Cela a également fait de Jim une sorte de gourou, avec une influence qui s’est étendue à Margaret Thatcher, Václav Havel, Richard Branson et Vivienne Westwood. « Ils se tournent tous vers moi pour obtenir des conseils sur la façon de sauver le monde, mais je ne suis pas sûr de pouvoir les aider », m’a dit Jim. « Je ne peux pas être responsable de la planète entière. Je fais de mon mieux. »

Comme tout le monde, il était un amas de contradictions. À différents moments au cours des 30 dernières années, il s’est déclaré pro et anti-vert, et il a mémorablement prophétisé une catastrophe climatique imminente pour se reprocher d’être trop alarmiste quelques années plus tard.

James Lovelock dans son laboratoire à la maison.
James Lovelock dans son laboratoire à la maison. Photographie : Homer Sykes/Alamy

Vers la fin, il a de nouveau été rempli d’appréhension et a exploré la possibilité que la pandémie de Covid soit un mécanisme de rétroaction négative Gaïen pour réduire la pression humaine sur le système terrestre. Plus d’une fois, il a comparé les malheurs de Gaïa à sa propre santé : « Je peux te comprendre vieille dame. Nous sommes tous les deux dans le même pétrin.

Ces conversations vont énormément me manquer. Même si Jim se moquait souvent gentiment des valeurs des Gardiens et que je roulais parfois des yeux devant ses opinions plus conservatrices, je chérissais sa compagnie et j’étais reconnaissante de l’hospitalité que lui et Sandy m’avaient offerte. Ce n’était pas ma pratique journalistique habituelle, mais plus nous nous rapprochions, plus il s’ouvrait sur des sujets sensibles.

À ce stade de sa vie, dit-il, il pouvait me dire des choses qu’il n’avait jamais dites à personne auparavant, ce qui signifiait une perspective beaucoup plus personnelle et politique sur la façon dont l’histoire scientifique est faite. Nous ne nous sommes jamais disputés. J’étais là pour demander, écouter et, surtout, essayer de comprendre comment Jim est devenu Jim et comment son point de vue a évolué.

La curiosité l’a poussé. La précision le ravissait. Mais il ne s’agissait pas seulement de science et de données, mais d’intuition et de sentiment. C’est pourquoi les théories de Jim continuent d’avoir un attrait et une pertinence.
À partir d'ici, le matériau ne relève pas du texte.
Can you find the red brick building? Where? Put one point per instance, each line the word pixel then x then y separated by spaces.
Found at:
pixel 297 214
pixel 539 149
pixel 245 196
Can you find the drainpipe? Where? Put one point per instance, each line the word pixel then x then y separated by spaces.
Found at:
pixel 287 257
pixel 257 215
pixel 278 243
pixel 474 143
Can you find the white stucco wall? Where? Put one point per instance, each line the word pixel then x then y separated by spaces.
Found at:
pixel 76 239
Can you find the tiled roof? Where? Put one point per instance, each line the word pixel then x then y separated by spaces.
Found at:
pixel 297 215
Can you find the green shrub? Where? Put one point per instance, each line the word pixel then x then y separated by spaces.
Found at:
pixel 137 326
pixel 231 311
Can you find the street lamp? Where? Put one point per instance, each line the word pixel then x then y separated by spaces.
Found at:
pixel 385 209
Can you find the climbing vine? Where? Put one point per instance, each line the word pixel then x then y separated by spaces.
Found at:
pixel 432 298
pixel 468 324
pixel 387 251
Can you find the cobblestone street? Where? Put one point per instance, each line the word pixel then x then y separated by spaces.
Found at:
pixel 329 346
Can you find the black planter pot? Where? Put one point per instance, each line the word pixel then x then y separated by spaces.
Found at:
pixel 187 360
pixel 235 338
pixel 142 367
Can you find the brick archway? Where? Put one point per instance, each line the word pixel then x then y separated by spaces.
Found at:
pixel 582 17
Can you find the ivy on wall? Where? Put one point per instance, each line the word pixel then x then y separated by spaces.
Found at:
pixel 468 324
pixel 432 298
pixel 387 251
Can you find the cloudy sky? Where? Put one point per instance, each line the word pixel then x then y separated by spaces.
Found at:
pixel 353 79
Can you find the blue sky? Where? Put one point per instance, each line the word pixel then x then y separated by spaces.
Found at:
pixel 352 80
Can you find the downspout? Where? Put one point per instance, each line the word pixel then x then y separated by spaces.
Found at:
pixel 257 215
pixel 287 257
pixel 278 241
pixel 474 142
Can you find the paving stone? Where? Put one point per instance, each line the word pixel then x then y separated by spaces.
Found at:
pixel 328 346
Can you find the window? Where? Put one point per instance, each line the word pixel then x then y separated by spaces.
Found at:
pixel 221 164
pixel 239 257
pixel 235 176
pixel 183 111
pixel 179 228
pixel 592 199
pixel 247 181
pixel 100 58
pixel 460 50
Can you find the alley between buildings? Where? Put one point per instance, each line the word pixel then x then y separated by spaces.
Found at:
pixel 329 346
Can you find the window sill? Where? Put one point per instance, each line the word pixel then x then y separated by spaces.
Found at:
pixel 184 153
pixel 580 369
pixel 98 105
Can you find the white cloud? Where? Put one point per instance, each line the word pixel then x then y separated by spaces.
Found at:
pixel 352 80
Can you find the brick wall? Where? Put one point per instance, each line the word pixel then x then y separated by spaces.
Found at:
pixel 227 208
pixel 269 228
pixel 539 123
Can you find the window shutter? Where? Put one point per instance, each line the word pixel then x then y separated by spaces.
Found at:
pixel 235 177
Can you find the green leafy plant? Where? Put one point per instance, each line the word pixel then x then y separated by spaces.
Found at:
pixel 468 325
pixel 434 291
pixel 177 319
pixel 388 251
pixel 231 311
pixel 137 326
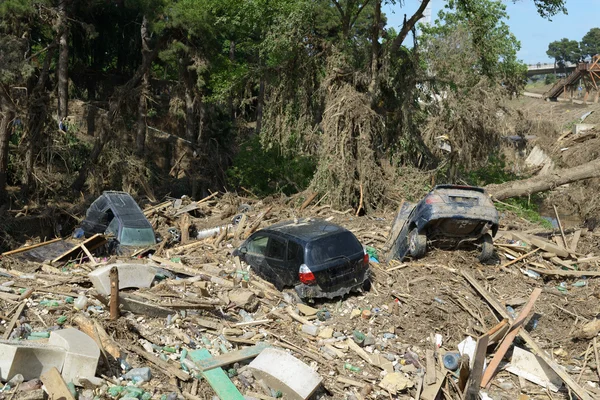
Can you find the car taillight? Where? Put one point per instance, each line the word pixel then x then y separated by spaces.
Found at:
pixel 306 276
pixel 433 198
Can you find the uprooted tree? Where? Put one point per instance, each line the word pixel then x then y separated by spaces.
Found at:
pixel 542 183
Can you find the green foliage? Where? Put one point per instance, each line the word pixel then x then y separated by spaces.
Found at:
pixel 550 79
pixel 493 43
pixel 266 171
pixel 590 43
pixel 496 172
pixel 564 51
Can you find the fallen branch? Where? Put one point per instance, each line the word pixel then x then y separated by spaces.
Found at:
pixel 550 181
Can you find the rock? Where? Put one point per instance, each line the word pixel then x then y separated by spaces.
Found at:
pixel 244 299
pixel 284 372
pixel 139 375
pixel 306 310
pixel 395 382
pixel 369 340
pixel 326 333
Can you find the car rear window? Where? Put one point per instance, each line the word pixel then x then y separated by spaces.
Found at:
pixel 343 244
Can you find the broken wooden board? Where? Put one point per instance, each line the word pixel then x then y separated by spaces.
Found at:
pixel 508 339
pixel 536 349
pixel 474 382
pixel 231 358
pixel 90 244
pixel 529 366
pixel 560 272
pixel 55 385
pixel 217 378
pixel 541 243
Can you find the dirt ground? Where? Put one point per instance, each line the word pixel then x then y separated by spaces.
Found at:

Un de ses poèmes préférés était An Arundel Tomb de Philip Larkin. Il pourrait réciter la strophe finale, qui semble maintenant plus appropriée que jamais.

Le temps les a transfigurés en

Mensonge. La fidélité de la pierre

Ils voulaient à peine dire est venu à être

Leur blason définitif, et pour prouver

Notre presque-instinct presque vrai :

Ce qui survivra de nous, c’est l’amour.